E' morto Alex Mardas, il 'Magic Alex' dei Beatles

E' stato trovato cadavere nel suo appartamento di Kolonaki, uno dei quartieri più eleganti di Atene, Alex Mardas, 74 anni, artista e inventore greco che nel 1965, arrivato nel Regno Unito con un visto studentesco, con le sue opere stregò John Lennon prima e poi i Beatles tutti: secondo la leggenda, a conquistare lo storico sodale di Paul McCartney sarebbe stato il suo "Nothing Box", una piccola scatola di plastica luccicante che Lennon era solito fissare intensamente durante le sue esperienze lisergiche.

Divenuto amico dei restanti Fab Four - che arrivarono a fondare per lui la società Fiftyshapes Ltd. - Mardas fu poi assunto alla Apple, che gli promise una percentuale del 10% sui profitti generati dalle sue invenzioni.

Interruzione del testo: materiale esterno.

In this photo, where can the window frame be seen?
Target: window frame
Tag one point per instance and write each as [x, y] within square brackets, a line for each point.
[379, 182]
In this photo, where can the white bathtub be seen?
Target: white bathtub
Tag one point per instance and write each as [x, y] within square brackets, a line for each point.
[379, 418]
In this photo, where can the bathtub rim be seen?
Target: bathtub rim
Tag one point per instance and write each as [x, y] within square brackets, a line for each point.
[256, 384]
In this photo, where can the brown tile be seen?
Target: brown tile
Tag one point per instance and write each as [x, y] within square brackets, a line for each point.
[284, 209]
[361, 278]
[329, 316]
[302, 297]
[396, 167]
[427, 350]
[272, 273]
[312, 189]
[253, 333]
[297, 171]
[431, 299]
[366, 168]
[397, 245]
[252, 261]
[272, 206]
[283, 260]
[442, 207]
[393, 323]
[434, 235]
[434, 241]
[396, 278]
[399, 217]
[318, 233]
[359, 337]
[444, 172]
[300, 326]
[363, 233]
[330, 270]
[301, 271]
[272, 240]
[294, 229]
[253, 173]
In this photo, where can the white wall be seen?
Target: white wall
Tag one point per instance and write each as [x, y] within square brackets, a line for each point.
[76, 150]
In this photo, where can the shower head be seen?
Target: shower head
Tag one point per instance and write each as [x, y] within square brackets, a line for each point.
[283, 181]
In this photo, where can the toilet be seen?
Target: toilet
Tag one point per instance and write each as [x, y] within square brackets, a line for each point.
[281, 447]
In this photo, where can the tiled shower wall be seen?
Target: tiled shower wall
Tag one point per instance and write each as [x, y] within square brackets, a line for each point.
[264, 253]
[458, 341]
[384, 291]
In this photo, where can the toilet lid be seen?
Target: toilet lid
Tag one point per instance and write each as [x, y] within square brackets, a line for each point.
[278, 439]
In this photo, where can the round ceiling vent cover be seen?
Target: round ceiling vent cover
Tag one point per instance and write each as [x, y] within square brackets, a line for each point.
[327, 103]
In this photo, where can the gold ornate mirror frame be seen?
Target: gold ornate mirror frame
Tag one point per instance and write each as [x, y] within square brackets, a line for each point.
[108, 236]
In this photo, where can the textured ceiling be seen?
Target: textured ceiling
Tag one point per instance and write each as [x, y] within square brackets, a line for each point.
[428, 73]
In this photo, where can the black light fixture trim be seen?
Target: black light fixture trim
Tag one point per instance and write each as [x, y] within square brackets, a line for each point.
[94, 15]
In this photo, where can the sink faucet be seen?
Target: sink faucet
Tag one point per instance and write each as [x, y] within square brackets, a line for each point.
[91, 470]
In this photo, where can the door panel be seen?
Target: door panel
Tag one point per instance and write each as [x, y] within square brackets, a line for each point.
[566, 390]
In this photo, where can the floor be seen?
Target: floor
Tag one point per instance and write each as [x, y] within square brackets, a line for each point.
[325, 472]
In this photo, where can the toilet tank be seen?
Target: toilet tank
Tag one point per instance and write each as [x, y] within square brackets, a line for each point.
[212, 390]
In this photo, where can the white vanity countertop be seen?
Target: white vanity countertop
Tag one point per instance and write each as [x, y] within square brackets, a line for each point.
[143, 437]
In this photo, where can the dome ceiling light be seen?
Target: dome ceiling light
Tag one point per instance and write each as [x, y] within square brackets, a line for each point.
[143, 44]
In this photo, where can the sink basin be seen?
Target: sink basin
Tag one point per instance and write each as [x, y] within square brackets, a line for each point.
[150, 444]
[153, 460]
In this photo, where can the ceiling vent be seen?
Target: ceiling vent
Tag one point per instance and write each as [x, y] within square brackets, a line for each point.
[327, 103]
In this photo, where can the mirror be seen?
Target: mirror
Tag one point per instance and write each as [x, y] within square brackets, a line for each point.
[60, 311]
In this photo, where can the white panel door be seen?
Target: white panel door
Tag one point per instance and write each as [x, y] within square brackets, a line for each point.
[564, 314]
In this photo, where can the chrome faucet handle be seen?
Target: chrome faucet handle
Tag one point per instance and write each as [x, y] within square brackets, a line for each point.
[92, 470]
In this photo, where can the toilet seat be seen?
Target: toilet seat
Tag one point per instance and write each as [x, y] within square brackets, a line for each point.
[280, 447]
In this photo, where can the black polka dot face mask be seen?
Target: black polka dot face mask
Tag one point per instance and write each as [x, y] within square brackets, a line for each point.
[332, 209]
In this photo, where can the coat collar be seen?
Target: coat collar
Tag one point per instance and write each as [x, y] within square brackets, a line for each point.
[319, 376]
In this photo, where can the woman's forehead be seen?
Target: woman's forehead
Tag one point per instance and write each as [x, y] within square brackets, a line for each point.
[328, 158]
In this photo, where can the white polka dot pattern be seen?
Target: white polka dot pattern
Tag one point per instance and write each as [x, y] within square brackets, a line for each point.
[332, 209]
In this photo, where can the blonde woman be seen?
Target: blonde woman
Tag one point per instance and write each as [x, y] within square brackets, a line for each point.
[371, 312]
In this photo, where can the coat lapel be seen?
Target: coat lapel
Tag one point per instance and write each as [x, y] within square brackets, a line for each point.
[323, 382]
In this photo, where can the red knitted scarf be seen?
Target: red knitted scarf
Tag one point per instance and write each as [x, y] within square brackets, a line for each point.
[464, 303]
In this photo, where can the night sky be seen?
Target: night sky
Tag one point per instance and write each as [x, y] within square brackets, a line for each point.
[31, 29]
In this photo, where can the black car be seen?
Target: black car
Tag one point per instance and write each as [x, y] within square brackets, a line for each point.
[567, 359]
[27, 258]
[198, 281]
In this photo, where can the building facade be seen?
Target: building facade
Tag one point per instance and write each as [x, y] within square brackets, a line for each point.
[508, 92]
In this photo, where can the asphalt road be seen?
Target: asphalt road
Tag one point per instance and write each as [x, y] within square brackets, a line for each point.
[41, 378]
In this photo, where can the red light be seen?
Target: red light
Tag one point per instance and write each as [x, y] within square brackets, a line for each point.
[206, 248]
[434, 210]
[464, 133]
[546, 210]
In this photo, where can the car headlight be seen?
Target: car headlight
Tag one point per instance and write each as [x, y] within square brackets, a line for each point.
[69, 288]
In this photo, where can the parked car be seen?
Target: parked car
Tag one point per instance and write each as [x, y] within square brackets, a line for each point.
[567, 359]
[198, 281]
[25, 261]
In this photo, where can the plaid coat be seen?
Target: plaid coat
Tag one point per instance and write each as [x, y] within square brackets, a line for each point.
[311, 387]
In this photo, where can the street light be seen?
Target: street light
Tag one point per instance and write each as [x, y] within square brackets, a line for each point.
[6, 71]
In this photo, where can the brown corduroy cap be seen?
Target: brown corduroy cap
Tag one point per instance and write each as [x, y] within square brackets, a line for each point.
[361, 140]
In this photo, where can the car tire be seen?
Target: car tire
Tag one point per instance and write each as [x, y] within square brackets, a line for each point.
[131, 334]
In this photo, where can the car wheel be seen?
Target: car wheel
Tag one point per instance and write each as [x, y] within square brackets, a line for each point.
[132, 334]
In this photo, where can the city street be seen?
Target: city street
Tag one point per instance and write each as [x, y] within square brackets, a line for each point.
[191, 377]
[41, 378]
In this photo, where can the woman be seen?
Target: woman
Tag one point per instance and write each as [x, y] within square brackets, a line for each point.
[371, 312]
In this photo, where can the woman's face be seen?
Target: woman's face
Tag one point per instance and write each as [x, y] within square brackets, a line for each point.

A interrompere la relazione di Mardas coi Beatles fu il manager Allen Klein, che nel 1969 lo licenziò dopo la mancata costruzione di un registratore multitraccia da 78 piste. Tornato nel paese d'origine, l'inventore si occupò di sistemi di sicurezza, riuscendo a collezionare - tra i suoi clienti - anche lo Scià di Persia, Re Hussein di Giordania e il sovrano spagnolo Juan Carlos. Accusato dai giornali internazionali di essere un trafficante di armi o, più semplicemente, di essere un ciarlatano - accuse per le quali intentò cause per diffamazione, vincendo e ottenendo scuse e rettifiche da testate come Observer e Indipendent - Mardas, negli ultimi anni, si era ritirato quasi a vita privata, tornando saltuariamente all'onore delle cronache locali per iniziative benefiche. Da tempo soffriva di polmonite, che - in mancanza di riscontri ufficiali da parte delle autorità elleniche - viene indicata dai media greci come più probabile causa di morte.